Http Request Node w/ curl --compressed

evenrain · December 1, 2022, 3:21pm

Describe the issue/error/question

I’m trying to scrape a website. I can get the content by using curl with compressed parameters, but when I set up an HttpRequest node and import curl, it always runs without any results.

curl 'https://www.kobo.com/' -H 'User-Agent: Mozilla/5.0 (Macintosh; Intel Mac OS X 10.15; rv:107.0) Gecko/20100101 Firefox/107.0' -H 'Accept: text/html,application/xhtml+xml,application/xml;q=0.9,image/avif,image/webp,*/*;q=0.8' -H 'Accept-Language: zh-TW,zh;q=0.8,en-US;q=0.5,en;q=0.3' -H 'Accept-Encoding: gzip, deflate, br' --compressed

Please share the workflow

Information on your n8n setup

n8n version: 0.200.1
Database you’re using (default: SQLite): SQLite
Running n8n with the execution process [own(default), main]: own
Running n8n via [Docker, npm, n8n.cloud, desktop app]: Docker

MutedJam · December 5, 2022, 10:32am

Hi @evenrain, welcome to the community

I just tried out running your workflow on n8n and never got a response from the server when doing so on my web server, but got the expected response when running it on a local n8n instance:

So, it seems the server you are trying to scrape data from is rather picky about the endpoints from which it accepts requests.
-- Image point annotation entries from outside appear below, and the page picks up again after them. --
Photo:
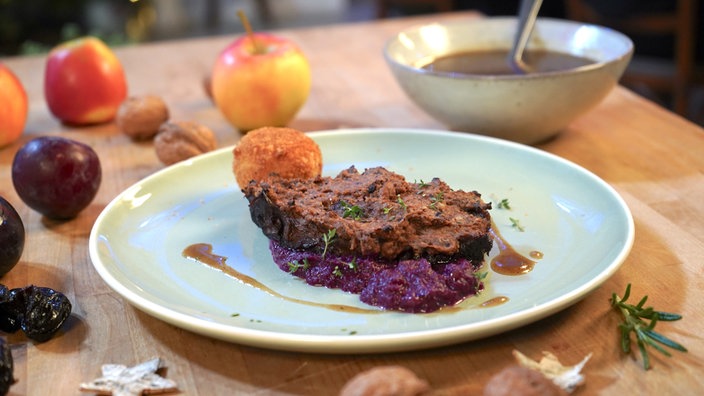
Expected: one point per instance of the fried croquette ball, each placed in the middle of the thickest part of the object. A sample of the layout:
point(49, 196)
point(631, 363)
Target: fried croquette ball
point(385, 381)
point(286, 152)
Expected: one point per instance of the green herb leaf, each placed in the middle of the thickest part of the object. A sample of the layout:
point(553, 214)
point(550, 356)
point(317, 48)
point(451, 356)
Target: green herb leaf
point(515, 223)
point(328, 239)
point(353, 211)
point(400, 202)
point(641, 322)
point(504, 204)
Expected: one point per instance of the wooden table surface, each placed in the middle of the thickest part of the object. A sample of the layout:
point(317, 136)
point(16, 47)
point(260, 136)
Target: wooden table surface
point(652, 157)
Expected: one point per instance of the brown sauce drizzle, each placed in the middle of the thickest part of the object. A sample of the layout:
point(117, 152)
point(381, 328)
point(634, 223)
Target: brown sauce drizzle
point(509, 261)
point(493, 302)
point(203, 253)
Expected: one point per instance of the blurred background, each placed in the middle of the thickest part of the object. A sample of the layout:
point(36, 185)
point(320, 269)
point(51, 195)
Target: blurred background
point(668, 34)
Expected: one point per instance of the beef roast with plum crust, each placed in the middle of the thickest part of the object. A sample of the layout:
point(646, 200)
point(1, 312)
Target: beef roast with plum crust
point(375, 214)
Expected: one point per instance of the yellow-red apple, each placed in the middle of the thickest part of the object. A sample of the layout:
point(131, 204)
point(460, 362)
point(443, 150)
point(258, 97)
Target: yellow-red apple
point(13, 106)
point(84, 82)
point(260, 80)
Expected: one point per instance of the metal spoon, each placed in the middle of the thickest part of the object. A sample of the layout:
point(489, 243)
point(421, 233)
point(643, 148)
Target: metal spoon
point(527, 14)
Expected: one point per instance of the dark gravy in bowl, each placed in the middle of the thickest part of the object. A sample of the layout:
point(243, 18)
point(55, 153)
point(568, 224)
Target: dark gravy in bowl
point(494, 62)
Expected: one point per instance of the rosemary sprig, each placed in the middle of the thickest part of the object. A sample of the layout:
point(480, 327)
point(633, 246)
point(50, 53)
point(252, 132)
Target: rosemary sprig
point(646, 336)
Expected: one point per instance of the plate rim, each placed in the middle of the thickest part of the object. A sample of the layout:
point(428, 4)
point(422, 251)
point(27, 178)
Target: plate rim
point(376, 343)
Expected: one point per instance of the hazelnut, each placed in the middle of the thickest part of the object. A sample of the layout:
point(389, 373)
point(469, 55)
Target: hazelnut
point(139, 117)
point(177, 141)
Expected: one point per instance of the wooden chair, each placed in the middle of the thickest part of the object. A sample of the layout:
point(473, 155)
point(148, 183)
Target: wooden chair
point(681, 23)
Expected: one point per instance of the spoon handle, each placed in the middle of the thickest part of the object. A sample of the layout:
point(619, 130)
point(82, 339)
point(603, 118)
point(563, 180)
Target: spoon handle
point(527, 14)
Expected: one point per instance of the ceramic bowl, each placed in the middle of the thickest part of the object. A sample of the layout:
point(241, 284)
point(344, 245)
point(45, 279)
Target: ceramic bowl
point(527, 108)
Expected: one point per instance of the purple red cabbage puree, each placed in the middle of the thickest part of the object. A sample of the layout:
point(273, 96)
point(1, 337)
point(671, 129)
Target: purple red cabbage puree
point(414, 286)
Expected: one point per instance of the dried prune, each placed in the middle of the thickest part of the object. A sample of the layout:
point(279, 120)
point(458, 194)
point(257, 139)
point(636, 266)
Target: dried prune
point(38, 311)
point(9, 311)
point(45, 311)
point(11, 237)
point(7, 377)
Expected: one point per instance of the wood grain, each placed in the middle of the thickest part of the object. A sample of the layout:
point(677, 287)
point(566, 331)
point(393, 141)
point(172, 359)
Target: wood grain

Is there a chance you ran your curl command locally but have your n8n instance running on a remote server?

evenrain · December 8, 2022, 3:06am

Hi @MutedJam ,

You are right! If I ran the curl command on the remote server, I couldn’t get any response…

It looks like I should try via VPN or find the other way…

Thanks a lot!

MutedJam · December 14, 2022, 10:05am

So this is by no means a recommendation for a specific product, but I have used Webshare proxies in the past to scrape certain websites which have geo-blocking in place. This worked reasonably well with n8n using a value such as socks5://$username:[email protected]:8780 in the “Proxy” field of the HTTP Request node. I can’t promise this will work for you, but it might be worth a shot.

system · December 21, 2022, 10:05am

This topic was automatically closed 7 days after the last reply. New replies are no longer allowed.